Exchange executives call for certainty amid prediction market boom

11th March, 2026

Radi Khasawneh

Senior executives at global exchanges have said that a consistent and stable framework for overseeing event contracts is needed as the market undergoes a historic expansion in the US.

Speaking on a panel at the FIA BOCA global cleared derivatives event on Tuesday, the chairman and chief executive of CME Group said that an apolitical approach would benefit the market as regulators finalise rulemaking covering the market.

“I think it’s a very difficult situation right now and there needs to be some clarity… the best way for prediction markets, crypto or anything like that to grow is you start to get some good, solid regulation around them that is sustainable through multiple administrations,” Terry Duffy (pictured) said at the event. “Not subject to administrations that are just going to take things up and take things down because of a lack of understanding.

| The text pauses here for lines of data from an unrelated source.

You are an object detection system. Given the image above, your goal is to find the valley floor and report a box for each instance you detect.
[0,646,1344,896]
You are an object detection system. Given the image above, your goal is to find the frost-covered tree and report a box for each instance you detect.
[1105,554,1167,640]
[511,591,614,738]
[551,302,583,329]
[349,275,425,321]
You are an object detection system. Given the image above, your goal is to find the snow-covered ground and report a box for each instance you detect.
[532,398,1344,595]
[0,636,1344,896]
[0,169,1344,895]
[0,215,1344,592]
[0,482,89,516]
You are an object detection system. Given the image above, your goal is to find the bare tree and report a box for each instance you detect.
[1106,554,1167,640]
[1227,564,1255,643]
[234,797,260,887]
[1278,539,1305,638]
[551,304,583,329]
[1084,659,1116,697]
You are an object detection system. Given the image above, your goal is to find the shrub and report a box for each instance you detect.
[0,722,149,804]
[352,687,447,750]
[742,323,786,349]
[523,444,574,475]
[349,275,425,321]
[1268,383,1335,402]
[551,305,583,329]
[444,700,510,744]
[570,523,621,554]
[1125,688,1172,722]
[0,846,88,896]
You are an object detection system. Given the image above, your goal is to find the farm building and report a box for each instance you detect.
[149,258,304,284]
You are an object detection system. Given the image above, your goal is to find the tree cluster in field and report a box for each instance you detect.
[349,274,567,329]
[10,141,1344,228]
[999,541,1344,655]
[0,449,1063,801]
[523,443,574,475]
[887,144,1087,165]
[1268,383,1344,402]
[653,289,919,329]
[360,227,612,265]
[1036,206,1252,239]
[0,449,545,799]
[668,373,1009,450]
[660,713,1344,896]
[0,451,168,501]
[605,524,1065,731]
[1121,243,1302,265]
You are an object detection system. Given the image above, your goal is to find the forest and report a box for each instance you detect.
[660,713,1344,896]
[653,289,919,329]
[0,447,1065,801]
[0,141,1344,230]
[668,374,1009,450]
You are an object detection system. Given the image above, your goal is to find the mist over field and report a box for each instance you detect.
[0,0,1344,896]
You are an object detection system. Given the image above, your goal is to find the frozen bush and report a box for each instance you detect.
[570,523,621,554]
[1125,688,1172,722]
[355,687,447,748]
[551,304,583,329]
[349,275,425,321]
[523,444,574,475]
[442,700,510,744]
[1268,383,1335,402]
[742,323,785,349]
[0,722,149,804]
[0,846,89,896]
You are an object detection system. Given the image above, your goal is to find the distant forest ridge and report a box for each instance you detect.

“I think that is the biggest problem we have, especially with crypto and especially with predictions. So I’d like to see new applications and new ways of doing business work, but lets do it in a way that we all understand.”

Adena Friedman, chair and chief executive officer of Nasdaq agreed that consistent rules would be key for the market to thrive.

“We need clear rules of the road, markets thrive when we have consistent regulation,” Friedman said. “It allows investors first of all to be protected. The second thing is that it allows us all to figure out how we can construct products that can be made available to investors in different forms to allow them to express themselves and their views about market outcomes.”

Nasdaq this month applied for Securities and Exchange Commission approval to list and trade outcome-related-option (ORO) contracts on the Nasdaq-100 and Nasdaq-100 micro index.

“We want to make sure that within the confines of the rule base that we operate in we can create a construct that will work for investors,” Friedman said on the panel. “The idea we have is to do it on the Nasdaq 100, so it’s not on an individual stock, its on a basket of stocks and a product that we control.

“We are making it so that its an entry point for investors to come in and try to engage in options with a very simple contract… but with all the protections that our options markets provide to investors.”

Rival Cboe Global Markets this week also laid out their own SEC regulated version, which gives partial payouts through vertical spreads as a contract approaches the defined strike.

Most competitors, like the CME, have opted for Commodity Futures Trading Commission regulations that allow for “swaps” to be traded on defined outcomes.

Thomas Book, member of the executive board at Deutsche Boerse, sounded a note of caution on investor protection measures as these markets proliferate.

“We are in a situation where the regulatory view is very different when you look at Europe and you look at the US,” Book said. “These markets have been made possible by a change in regulatory perspective. Where do you see the need, and where does consumer protection start for people that could be addicted by betting on certain sports events or other things?”

Earlier at the same event, the chairs of both the SEC and CFTC committed to rulemaking and clarity on the nascent markets in separate keynote addresses.